I mentioned above that TONE is trading below where it was prior to the deal being announced. In fact, the 52 week low was $19.76. The stock would blow thru that if the deal were called off, but perhaps not too far. I submit that the downside risk here is less than in other announced deals that may well fall through. 

 

And as for why anyone would want to own CapitalSource these days, I submit that it’s a question of price. It is reasonable to assume that CSE’s commercial portfolio may experience increasing charge-offs in a recession, and it is reasonable to assume we will have some kind of recession given what we’re about to experience with home prices (and you thought the party was already in full swing).

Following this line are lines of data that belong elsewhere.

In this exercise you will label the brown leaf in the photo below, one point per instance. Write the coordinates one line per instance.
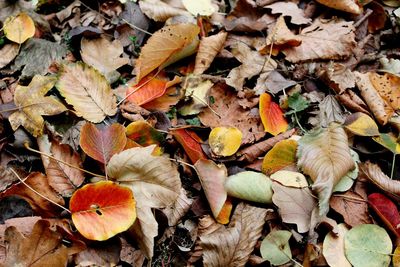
(295, 205)
(43, 247)
(379, 107)
(208, 49)
(38, 181)
(226, 104)
(352, 207)
(63, 178)
(323, 40)
(233, 245)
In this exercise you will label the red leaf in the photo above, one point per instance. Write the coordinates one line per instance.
(272, 116)
(386, 210)
(102, 144)
(190, 143)
(102, 210)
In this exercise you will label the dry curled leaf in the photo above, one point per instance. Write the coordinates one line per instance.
(233, 245)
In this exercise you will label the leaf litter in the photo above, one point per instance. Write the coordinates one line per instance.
(199, 133)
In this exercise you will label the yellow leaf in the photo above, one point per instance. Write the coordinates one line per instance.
(19, 29)
(225, 141)
(167, 46)
(361, 124)
(33, 103)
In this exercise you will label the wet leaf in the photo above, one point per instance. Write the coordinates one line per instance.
(87, 91)
(225, 141)
(251, 186)
(102, 210)
(33, 103)
(272, 116)
(275, 247)
(102, 144)
(19, 28)
(368, 245)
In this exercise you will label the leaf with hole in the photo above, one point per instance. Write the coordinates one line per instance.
(102, 210)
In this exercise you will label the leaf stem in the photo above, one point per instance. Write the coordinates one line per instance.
(26, 145)
(39, 194)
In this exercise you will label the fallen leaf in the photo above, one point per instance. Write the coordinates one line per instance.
(251, 186)
(333, 247)
(368, 245)
(43, 247)
(225, 141)
(386, 210)
(7, 53)
(142, 133)
(352, 207)
(275, 247)
(109, 60)
(165, 47)
(295, 205)
(102, 144)
(379, 107)
(253, 63)
(213, 178)
(272, 116)
(190, 143)
(209, 47)
(325, 156)
(36, 56)
(361, 124)
(19, 28)
(289, 9)
(33, 103)
(233, 245)
(87, 91)
(102, 210)
(323, 40)
(350, 6)
(226, 104)
(62, 178)
(155, 183)
(282, 155)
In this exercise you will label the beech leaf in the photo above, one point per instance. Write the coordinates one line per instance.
(102, 144)
(324, 155)
(87, 91)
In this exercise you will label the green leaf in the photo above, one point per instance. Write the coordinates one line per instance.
(275, 247)
(368, 245)
(251, 186)
(297, 103)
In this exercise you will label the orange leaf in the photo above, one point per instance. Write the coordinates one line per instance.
(190, 143)
(102, 144)
(272, 116)
(102, 210)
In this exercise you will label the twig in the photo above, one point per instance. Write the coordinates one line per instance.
(36, 192)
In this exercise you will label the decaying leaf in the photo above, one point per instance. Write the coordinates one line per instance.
(208, 49)
(167, 46)
(19, 29)
(87, 91)
(102, 210)
(325, 155)
(233, 245)
(295, 205)
(323, 40)
(102, 144)
(33, 103)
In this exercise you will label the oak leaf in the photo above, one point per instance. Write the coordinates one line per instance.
(325, 156)
(33, 103)
(233, 245)
(87, 91)
(323, 40)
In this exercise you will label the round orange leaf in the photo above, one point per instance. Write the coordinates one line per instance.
(103, 209)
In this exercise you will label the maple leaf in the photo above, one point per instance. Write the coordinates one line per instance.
(32, 104)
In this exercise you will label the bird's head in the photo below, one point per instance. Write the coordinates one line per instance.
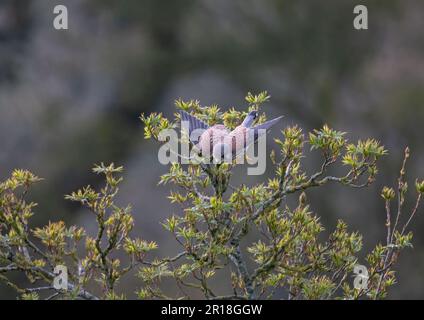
(222, 153)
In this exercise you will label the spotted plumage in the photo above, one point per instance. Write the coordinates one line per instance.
(221, 143)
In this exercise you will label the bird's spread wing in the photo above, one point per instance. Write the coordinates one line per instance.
(193, 124)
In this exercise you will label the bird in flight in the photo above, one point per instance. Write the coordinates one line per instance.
(220, 142)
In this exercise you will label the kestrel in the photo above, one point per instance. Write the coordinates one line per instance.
(219, 141)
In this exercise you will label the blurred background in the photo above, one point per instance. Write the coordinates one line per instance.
(69, 99)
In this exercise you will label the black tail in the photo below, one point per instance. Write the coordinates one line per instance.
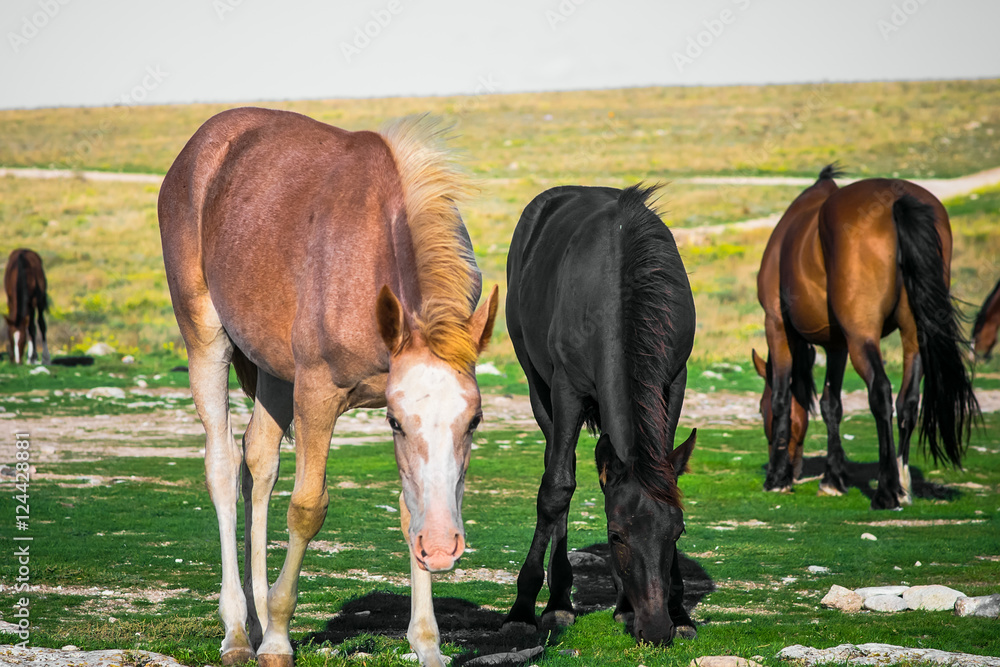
(949, 405)
(23, 296)
(831, 171)
(246, 373)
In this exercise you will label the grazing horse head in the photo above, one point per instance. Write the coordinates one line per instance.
(643, 529)
(800, 417)
(433, 408)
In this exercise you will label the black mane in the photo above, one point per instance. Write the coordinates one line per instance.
(647, 286)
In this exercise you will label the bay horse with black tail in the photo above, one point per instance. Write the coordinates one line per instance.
(602, 319)
(844, 268)
(24, 282)
(332, 268)
(984, 330)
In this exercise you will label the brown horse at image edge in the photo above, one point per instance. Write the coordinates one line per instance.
(844, 268)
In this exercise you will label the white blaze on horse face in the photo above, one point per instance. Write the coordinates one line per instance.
(434, 410)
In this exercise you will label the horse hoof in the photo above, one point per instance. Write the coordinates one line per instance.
(238, 656)
(518, 628)
(271, 660)
(559, 618)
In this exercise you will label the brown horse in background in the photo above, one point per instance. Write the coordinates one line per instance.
(984, 331)
(24, 282)
(844, 268)
(332, 268)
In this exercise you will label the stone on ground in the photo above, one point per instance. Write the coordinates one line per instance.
(843, 599)
(931, 598)
(722, 661)
(882, 654)
(73, 657)
(880, 590)
(983, 605)
(889, 603)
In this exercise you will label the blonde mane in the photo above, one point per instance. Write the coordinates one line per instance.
(433, 186)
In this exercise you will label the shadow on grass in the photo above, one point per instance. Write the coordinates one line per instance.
(478, 630)
(864, 477)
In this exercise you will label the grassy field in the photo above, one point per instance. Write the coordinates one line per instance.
(149, 579)
(916, 129)
(123, 523)
(100, 244)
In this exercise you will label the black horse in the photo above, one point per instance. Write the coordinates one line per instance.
(601, 316)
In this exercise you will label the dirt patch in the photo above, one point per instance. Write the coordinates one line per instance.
(915, 523)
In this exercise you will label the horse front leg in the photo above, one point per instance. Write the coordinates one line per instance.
(422, 632)
(317, 406)
(554, 496)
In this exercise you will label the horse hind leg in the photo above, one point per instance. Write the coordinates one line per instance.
(271, 416)
(908, 400)
(43, 329)
(867, 362)
(834, 482)
(209, 354)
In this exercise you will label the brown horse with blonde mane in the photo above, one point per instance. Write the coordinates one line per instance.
(332, 268)
(844, 268)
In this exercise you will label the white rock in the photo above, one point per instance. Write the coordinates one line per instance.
(931, 598)
(888, 603)
(983, 605)
(843, 599)
(106, 392)
(100, 350)
(882, 654)
(488, 369)
(871, 591)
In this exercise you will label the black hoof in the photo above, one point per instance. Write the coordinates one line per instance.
(885, 500)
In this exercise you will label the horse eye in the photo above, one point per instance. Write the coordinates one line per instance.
(474, 424)
(394, 425)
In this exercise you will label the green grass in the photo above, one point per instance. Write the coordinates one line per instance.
(933, 128)
(90, 535)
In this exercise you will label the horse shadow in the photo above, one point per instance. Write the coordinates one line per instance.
(476, 629)
(864, 477)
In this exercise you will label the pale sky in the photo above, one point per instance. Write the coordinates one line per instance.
(94, 52)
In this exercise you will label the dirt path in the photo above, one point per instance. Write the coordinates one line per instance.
(942, 188)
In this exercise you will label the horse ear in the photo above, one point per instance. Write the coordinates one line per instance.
(481, 323)
(606, 458)
(391, 322)
(679, 457)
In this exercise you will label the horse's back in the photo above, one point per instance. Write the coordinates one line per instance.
(283, 221)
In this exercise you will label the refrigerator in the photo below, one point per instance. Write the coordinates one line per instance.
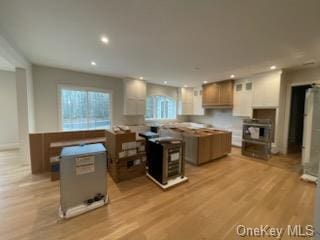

However, as mentioned above, CSE’s management is pretty savvy and the charge-offs are unlikely to sink the company completely, in my humble opinion. My guess is that the absolute best case scenario for CSE is that analysts will turn bearish on the stock and nothing happens to the loan portfolio, in which case you have a 12%+ dividend and a low stock price. Not much fun. In the worst case scenario, charge offs are bad enough that the dividend is reduced and the share price declines significantly from today’s level. That would be much less fun. However, if the TONE deal goes through, as I believe it will, you would be getting CSE for something like $13.39/share (I’m subtracting the arbitrage difference from CSE’s share price) which would produce a dividend yield of 18%, assuming the dividend isn’t reduced or eliminated. This idea is essentially taking CSE and adding leverage to it, via assuming the risk of the TONE deal closing. Just the kind of thing one wants to do with the market crashing.

 
Disclaimer: This is risky. Beware. If the deal is called off, if TONE and CSE both go belly, don't look at me.

Catalyst

deal closing in Q4, happy continued existence of CapitalSource and its dividend, and its few delinquent loans.